IssueCustoms Act, 1962 - Section 111
Judgement DateFebruary 02, 2017
CourtSupreme Court (India)

Judgment:

Dipak Misra, J.

  1. The present appeals have been preferred against the judgment and order dated 30th June, 2003 passed by the Customs, Excise and Service Tax Appellate Tribunal (for short, "the tribunal") in Application Nos. C/MA (Ors.) 945/01-Mum in C/716, 781, 782, 814/01-Mum by the revenue as well as the assessee as both are aggrieved in respect of certain conclusions arrived at by the tribunal. As the principal controversy pertains to the appeals preferred by the department, we will take the facts from the appeals preferred by it and, accordingly, we shall describe the parties.
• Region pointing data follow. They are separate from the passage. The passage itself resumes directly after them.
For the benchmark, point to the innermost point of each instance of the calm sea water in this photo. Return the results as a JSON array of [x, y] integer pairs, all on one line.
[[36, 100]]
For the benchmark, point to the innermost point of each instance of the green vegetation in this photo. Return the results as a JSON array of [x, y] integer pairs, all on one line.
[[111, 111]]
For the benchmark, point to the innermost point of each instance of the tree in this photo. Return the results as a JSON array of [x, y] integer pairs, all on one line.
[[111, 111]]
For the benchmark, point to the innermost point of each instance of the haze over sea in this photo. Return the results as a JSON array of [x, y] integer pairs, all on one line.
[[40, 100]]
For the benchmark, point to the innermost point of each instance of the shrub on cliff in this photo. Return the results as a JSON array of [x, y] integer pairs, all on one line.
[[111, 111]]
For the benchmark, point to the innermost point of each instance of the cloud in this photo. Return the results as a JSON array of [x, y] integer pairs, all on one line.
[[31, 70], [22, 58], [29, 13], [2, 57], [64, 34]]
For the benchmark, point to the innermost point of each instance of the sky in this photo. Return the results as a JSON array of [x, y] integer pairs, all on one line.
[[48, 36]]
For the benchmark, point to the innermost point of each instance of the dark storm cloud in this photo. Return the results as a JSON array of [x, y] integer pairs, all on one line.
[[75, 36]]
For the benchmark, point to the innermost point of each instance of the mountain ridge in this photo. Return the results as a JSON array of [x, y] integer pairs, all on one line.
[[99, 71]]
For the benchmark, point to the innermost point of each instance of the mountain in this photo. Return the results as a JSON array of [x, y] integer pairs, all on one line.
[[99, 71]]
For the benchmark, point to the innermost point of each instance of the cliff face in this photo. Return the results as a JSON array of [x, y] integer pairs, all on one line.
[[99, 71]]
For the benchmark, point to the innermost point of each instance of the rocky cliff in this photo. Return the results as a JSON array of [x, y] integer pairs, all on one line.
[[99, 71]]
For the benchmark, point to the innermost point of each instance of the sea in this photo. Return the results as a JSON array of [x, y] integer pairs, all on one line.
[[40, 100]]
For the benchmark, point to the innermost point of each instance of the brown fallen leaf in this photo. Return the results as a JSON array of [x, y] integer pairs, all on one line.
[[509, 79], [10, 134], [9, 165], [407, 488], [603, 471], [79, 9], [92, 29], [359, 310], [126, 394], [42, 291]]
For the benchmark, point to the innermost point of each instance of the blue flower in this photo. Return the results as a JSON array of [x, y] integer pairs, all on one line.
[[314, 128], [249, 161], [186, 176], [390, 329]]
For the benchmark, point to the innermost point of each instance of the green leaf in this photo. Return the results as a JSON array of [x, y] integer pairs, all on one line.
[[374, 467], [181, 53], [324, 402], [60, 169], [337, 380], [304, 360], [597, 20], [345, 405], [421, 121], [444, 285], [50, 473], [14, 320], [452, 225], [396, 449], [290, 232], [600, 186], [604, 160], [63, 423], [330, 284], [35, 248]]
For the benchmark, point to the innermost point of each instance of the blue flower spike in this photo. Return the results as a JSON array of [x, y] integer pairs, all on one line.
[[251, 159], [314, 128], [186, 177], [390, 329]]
  2. The first respondent, M/s Aban Loyd Chiles Offshore Ltd., engaged in business of offshore oil and gas exploratory drilling and related activities on contract basis, inter alia, for the Oil and Natural Gas Corporation Limited (ONGC) had obtained the approval of the Government of India on 25.03.1987 for the import of a Rig for such oil field services. It was granted a Special Import Licence bearing number P/CG/2103211 dated 24.04.1987 for the import of the said Rig along with certain drilling equipments. A confirmed irrevocable Letter of Credit amounting to US $ 1,521,000/- for the shipment of Capital goods covered under L/C No. ICICI/RF/87/2 dated 08.05.1987 was given by ICICI Bombay against the said Import Licence. As per the special instructions annexed to the said Letter of Credit, the transport documents were required to fulfil six conditions including the one, that is, the shipping document should indicate the place of final destination and should not be different from the port of discharge. As the factual matrix has been uncurtained, the assessee purchased in July 1987 a rig, Griffin Alexander III, from Griffin Alexander Drilling Co. for a price of US $ 5.39 million. The rig was towed directly to the drilling site at Bombay High in October 1987. In February 1996, the importer wrote to the Commissioner of Customs, Mumbai, seeking permission to import the rig into Mumbai for carrying out repairs and re-export in terms of the provisions of Notification No. 153/94-Cus.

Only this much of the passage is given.